Classical Conditioning Treatments
Purpose: To reduce (decondition) anxiety and to condition new reactions to stimuli (e.g., reactions to alcohol, sexual objects).
Common forms include:
Exposure Therapy
Systematic desensitization
Aversion therapy
Exposure Therapy (Extinction Approach)
Definition: Presenting the conditioned stimulus (CS), which is the feared stimulus, without the unconditioned stimulus (UCS) to extinguish the anxiety response.
Process of Fear Formation:
A neutral stimulus (e.g., car) paired with an aversive UCS (e.g., accident) creates a conditioned stimulus (CS) which produces a conditioned response (CR) of anxiety.
Avoidance of the feared stimulus becomes reinforced through operant conditioning: anxiety is negatively reinforced.
Therapeutic Application
Clients are exposed to the CS without any means of escape (avoidance is not allowed).
Flooding/Implosion Therapy Definition: Directly exposes clients to intense anxiety-provoking stimuli (real or imagined) until the anxiety is extinguished.
Response Prevention Definition: A technique that blocks avoidant behaviours to allow extinction to occur.
Effectiveness Example - Agoraphobia Research
Focus: Exposure to feared environments (e.g., crowds, driving, checkout lines).
Method: Measured real-life performance tasks before and after therapy.
Results: Significant improvement with long-lasting gains; many months to years.
Note: Patients who could not benefit from typical talk therapies often show improvement through exposure methods.
Virtual Reality (VR) Exposure
Definition: Immersive computer-generated environments that simulate real experiences (360° visuals, sound, head/hand tracking).
Advantages:
Allows clients to experience presence within the feared situation.
Flexible and programmable (therapist can change scene intensity during sessions).
Therapists can accompany clients within the VR environment.
Applications: Effective for phobias (e.g., elevators, heights, spiders), PTSD, eating disorders, social anxiety, gambling disorders.
Outcomes:
VR exposure is often as effective as in-person exposure therapy.
Some studies indicate better success rates than cognitive-behavioral therapy (CBT) or waiting list controls.
Augmented reality (AR) is emerging as a more affordable and accessible option.

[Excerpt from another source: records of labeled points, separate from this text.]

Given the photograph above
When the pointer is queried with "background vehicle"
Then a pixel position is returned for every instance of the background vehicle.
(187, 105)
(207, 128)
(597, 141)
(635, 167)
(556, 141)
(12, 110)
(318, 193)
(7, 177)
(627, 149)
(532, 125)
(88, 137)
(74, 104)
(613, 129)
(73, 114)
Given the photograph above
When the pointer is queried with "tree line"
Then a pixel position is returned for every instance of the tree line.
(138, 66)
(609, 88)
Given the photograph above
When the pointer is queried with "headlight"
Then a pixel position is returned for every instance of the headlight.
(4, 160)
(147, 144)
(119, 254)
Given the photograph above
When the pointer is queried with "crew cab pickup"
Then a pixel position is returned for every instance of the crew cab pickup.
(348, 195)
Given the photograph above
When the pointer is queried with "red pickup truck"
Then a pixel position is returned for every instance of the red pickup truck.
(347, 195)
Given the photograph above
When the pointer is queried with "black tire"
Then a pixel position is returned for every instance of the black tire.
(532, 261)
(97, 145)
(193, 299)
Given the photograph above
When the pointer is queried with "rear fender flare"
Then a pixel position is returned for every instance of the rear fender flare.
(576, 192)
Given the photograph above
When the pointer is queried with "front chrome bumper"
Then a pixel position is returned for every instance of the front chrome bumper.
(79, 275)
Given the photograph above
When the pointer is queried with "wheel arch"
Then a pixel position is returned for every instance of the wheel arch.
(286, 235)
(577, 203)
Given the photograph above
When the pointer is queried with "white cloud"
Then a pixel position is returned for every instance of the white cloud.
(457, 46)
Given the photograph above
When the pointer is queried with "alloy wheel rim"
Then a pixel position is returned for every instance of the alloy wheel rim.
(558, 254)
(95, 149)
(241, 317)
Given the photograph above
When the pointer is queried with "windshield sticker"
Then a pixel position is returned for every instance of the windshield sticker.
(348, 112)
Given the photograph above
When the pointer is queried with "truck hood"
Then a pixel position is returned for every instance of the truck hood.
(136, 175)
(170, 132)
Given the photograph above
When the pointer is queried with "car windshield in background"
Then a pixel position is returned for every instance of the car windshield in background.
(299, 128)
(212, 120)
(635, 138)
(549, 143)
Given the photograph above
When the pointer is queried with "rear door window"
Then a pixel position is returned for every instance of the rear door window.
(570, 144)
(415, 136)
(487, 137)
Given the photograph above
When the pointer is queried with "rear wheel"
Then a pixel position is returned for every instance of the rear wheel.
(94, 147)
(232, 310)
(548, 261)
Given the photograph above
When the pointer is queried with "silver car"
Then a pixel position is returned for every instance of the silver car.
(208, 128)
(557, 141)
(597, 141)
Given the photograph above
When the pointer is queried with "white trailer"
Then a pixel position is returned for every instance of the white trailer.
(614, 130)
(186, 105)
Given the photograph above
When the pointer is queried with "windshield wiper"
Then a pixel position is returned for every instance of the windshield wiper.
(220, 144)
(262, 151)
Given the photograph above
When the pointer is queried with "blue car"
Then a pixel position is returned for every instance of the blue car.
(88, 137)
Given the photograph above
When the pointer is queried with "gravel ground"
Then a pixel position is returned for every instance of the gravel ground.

Systematic Desensitization (Counterconditioning)
Introduced by Joseph Wolpe in 1958.
Goal: To pair relaxation techniques with anxiety-inducing stimuli; anxiety becomes incompatible with relaxation.
Counterconditioning Definition: Process of replacing an anxiety response with a new, incompatible response (relaxation).
Steps for Systematic Desensitization
Train clients in muscle relaxation skills.
Construct a stimulus hierarchy (Definition): A list of anxiety-inducing scenes arranged from least to most anxiety-provoking (typically 10-15 scenes).
Clients visualize the scenes while in a deeply relaxed state, leading to reduced anxiety as they progress up the hierarchy.
Example: A hierarchy for test anxiety might progress from hearing about an exam, walking into the test room, to seeing an unanswerable question.
In Vivo Desensitization (Definition)
Gradual exposure to real-life stimuli, as opposed to imagined scenarios.
Results of Systematic Desensitization
Highly successful in treating phobias and anxiety disorders.
Aversion Therapy
Goal: Not to reduce anxiety but to create a negative reaction to a harmful stimulus.
Mechanism of Aversion Therapy
Involves pairing an attractive conditioned stimulus (CS), such as alcohol or sexual images, with a noxious unconditioned stimulus (UCS) like electric shocks or nausea-inducing injections.
Examples of Aversion Therapy
Use of nausea-inducing drugs like disulfiram (Alcoholism) with alcohol consumption.
Application in treatment of pedophilia using electric shocks combined with sexual images of children (measured via penile response).
Limitations of Aversion Therapy
Typically demonstrates good short-term outcomes but has weak generalization to real-world scenarios.
Best results are obtained when combined with skills for preventing relapse in patients.